My grandmother, his great-grandmother, passed away in July of 2025. In our culture we do a 9day rosary, but ours lasted more than 9days as we were waiting for my grand-mothers’ sisters to fly in for the funeral. Not once did my son attend a rosary after the 9days. He was coping in his own way and I thought, hey, why not. Grandma might say it is ok. However, his coping was to go running with that girl Bee and HER MOM. I explained that coming to the Rosaries with me and his grandparents were a way of familial support and supporting me, but no. It had to be his way.
As explained by him, I am not a priority, and I am annoying with calling and checking in on him. I am no longer a priority of his. I can’t even do this anymore. I want to say all kinds of things because of the pain and disrespect I constantly receive from this kid. I regret how I raised him and regret listening to others on how I was raising him then going the soft parenting route.
My niece runs around and blames me for her being promiscuous and having an eating disorder because I told her she was fat apparently. That girl has never been fat. Her brother was a big boy, and I teased him fat kid coz that’s what everyone else called him, but me calling him that affected him too. Idk what the heck or why I am the one that affected them the most when I said these things. I do know that I would talk to them after I had an anger episode and explain why I was mad and the words I used.

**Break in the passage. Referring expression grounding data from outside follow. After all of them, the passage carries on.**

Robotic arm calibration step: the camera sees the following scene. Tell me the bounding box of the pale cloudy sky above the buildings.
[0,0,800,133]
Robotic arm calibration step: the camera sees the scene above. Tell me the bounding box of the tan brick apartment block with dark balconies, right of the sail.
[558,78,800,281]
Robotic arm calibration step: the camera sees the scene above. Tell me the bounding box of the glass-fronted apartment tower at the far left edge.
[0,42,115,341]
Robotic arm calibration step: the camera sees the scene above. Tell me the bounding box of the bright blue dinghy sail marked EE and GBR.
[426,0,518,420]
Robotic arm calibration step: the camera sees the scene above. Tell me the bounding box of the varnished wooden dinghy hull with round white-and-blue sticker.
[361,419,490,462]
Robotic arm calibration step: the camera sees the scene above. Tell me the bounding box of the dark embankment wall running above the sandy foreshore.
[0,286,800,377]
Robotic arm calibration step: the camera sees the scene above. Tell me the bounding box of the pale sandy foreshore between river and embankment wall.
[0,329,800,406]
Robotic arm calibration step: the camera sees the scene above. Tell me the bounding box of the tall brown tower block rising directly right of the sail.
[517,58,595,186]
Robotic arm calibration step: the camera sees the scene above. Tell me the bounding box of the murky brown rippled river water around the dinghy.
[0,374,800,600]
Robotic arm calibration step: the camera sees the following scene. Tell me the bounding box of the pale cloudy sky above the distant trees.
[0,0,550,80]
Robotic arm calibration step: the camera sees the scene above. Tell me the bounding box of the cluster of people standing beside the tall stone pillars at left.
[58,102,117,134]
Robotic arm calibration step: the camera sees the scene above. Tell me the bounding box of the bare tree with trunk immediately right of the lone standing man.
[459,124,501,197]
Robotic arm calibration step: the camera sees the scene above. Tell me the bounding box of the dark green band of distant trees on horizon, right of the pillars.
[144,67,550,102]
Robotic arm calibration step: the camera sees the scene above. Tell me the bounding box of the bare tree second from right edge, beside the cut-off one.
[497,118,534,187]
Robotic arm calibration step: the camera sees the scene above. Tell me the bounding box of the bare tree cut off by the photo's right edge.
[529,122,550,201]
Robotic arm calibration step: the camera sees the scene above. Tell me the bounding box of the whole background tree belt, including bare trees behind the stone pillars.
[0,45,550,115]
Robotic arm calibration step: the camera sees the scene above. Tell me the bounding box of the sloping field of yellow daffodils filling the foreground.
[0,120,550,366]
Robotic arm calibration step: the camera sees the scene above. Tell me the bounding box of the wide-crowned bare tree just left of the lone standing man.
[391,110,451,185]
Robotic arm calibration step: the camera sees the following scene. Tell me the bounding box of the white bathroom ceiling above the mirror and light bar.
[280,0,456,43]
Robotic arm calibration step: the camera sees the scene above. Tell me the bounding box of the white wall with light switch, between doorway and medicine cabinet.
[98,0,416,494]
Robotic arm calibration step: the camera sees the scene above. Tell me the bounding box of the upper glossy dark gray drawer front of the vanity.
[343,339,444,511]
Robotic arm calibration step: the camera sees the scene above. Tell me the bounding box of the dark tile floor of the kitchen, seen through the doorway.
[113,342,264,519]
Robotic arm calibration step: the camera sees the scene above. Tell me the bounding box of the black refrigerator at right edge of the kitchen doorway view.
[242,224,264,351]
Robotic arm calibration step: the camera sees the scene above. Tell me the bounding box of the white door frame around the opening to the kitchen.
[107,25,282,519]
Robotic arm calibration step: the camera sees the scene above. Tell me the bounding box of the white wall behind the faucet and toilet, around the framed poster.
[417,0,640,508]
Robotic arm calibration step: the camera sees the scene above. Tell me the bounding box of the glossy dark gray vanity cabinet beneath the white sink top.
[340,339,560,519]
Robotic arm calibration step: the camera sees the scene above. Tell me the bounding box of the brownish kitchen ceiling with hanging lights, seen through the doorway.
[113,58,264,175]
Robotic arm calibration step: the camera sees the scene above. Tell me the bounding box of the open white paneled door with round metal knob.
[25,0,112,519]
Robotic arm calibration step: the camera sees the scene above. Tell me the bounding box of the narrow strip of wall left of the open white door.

For one, their father cheated on my sister, apparently sexually assaulted a minor on his side of the family, and I was worried for theirs and others safety because this guy ended up being on house arrest and living in my house. I wasn’t told and only found out when I came back from a military training one night and my sister’s husband unlocked the door for me. Now I had this guy living in the same place I slept with my son. To top it off, HE was the one that told me of an incident involving his daughter and my son during the time I was deployed!!!! NOONE in my family told me, and when confronted all they said was that it’s in the past. Just let it go. Wow! The incident came from the accused daughter. Maybe, just maybe, she learned it from her father. And they hate me for having him sent to jail. They HATE ME for that also. That guy lifted the blanket that my little sister was sleeping under when she spent the night at my sister and his apartment and I’m the bad guy. I’m the bad guy for trying to protect my family, the children in the family, and the females. When we had our little family meeting in the garage here, one questioned asked with a response I will NEVER FORGET:
Question: Why did you do it? My sisters’ husbands’ response: “because she wasn’t blood related.” “Because she wasn’t blood related.” Well, my son isn’t blood related to him, and neither was my younger sisters’ daughter - we were only blood related to his children and wife. The minor he did things with was a stepchild of his auntys. His moms sisters stepdaughter. Because she isn’t blood related.